Metadata-Version: 2.1
Name: ezpq
Version: 0.2.2
Summary: an easy parallel queueing system
Home-page: https://www.github.com/dm3ll3n/ezpq
Author: Donald Mellenbruch
Author-email: dmellenbruch@outlook.com
License: MIT
Keywords: Parallel,Queue
Platform: UNKNOWN
Description-Content-Type: text/x-rst
Provides-Extra: plot
Requires-Dist: numpy ; extra == 'plot'
Requires-Dist: pandas ; extra == 'plot'
Requires-Dist: matplotlib ; extra == 'plot'
Requires-Dist: plotnine ; extra == 'plot'

``ezpq``: an easy parallel queueing system.
===========================================

   Read this on `GitHub <https://github.com/dm3ll3n/ezpq>`__ or `my
   site <https://www.donaldmellenbruch.com/project/ezpq/>`__.
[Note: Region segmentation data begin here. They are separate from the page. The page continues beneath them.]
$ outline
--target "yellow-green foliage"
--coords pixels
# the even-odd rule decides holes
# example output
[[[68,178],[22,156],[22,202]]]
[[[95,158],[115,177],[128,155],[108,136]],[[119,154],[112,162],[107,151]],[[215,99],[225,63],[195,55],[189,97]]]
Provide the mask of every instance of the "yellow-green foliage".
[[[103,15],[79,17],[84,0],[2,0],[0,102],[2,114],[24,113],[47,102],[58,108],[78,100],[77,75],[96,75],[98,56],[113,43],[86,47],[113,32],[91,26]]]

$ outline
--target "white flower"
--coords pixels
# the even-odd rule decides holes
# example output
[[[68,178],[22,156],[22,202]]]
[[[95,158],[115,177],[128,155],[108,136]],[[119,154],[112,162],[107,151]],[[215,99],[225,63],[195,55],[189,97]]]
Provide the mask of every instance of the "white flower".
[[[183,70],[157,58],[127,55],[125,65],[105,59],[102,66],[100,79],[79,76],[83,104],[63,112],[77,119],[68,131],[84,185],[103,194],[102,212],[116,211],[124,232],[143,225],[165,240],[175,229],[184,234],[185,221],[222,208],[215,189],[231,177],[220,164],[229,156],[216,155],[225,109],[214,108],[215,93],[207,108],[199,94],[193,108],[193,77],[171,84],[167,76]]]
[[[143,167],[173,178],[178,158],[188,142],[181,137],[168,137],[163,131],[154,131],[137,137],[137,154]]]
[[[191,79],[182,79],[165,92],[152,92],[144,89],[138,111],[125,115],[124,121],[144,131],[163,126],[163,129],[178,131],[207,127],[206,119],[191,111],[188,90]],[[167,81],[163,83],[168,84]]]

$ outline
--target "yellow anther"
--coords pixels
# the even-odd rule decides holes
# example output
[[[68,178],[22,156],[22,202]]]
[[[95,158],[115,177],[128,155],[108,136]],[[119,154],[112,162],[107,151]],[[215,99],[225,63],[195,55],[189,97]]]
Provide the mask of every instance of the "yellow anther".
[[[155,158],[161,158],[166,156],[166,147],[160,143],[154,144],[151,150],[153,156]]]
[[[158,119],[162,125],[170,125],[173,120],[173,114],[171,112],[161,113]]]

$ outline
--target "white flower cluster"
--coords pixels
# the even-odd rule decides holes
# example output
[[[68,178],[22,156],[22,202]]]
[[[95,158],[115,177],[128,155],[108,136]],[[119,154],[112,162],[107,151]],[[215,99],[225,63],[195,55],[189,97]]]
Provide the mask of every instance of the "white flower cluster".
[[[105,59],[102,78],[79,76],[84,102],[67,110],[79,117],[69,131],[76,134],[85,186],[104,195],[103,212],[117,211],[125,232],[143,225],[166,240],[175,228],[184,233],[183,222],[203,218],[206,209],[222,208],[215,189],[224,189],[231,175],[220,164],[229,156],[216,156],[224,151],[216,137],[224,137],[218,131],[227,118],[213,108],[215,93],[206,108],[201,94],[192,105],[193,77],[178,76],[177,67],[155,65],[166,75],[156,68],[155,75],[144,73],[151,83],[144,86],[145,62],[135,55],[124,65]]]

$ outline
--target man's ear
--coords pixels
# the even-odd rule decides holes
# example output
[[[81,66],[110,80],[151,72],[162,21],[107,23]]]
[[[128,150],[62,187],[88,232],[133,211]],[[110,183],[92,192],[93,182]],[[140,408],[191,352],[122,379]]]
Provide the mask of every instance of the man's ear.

-  `How to get it <#how-to-get-it>`__
-  `Overview <#overview>`__
-  `Features <#features>`__
-  `Quickstart <#quickstart>`__
-  `ezpq.Queue <#ezpq.queue>`__
-  `ezpq.Job <#ezpq.job>`__

   -  `put <#put>`__
   -  `size <#size>`__
   -  `wait <#wait>`__
   -  `get <#get>`__
   -  `collect <#collect>`__
   -  `map <#map>`__
   -  `starmap <#starmap>`__
   -  `startmapkw <#startmapkw>`__
   -  `dispose <#dispose>`__

-  `Synchronous Lanes <#synchronous-lanes>`__

   -  `Lane Error Handling <#lane-error-handling>`__

-  `ezpq.Plot <#ezpq.plot>`__
-  `More Examples <#more-examples>`__

How to get it
-------------

Install from `PyPI <https://pypi.org/project/ezpq/>`__ with:

.. code:: python

   pip install ezpq

Optional packages:

.. code:: python

   pip install pandas    # required for plots
   pip install plotnine  # required for plots
   pip install tqdm      # required for progress bars

Overview
--------

``ezpq`` implements a parallel queueing system consisting of:

1. a priority “waiting” queue in.
2. a lookup table of “working” jobs.
3. a priority “completed” queue out.

The queueing system uses ``multiprocessing.Process`` by default and can
also run jobs with ``threading.Thread``.

|image0|

Features
--------

-  Simple interface; pure Python.
-  No required dependencies outside of standard library.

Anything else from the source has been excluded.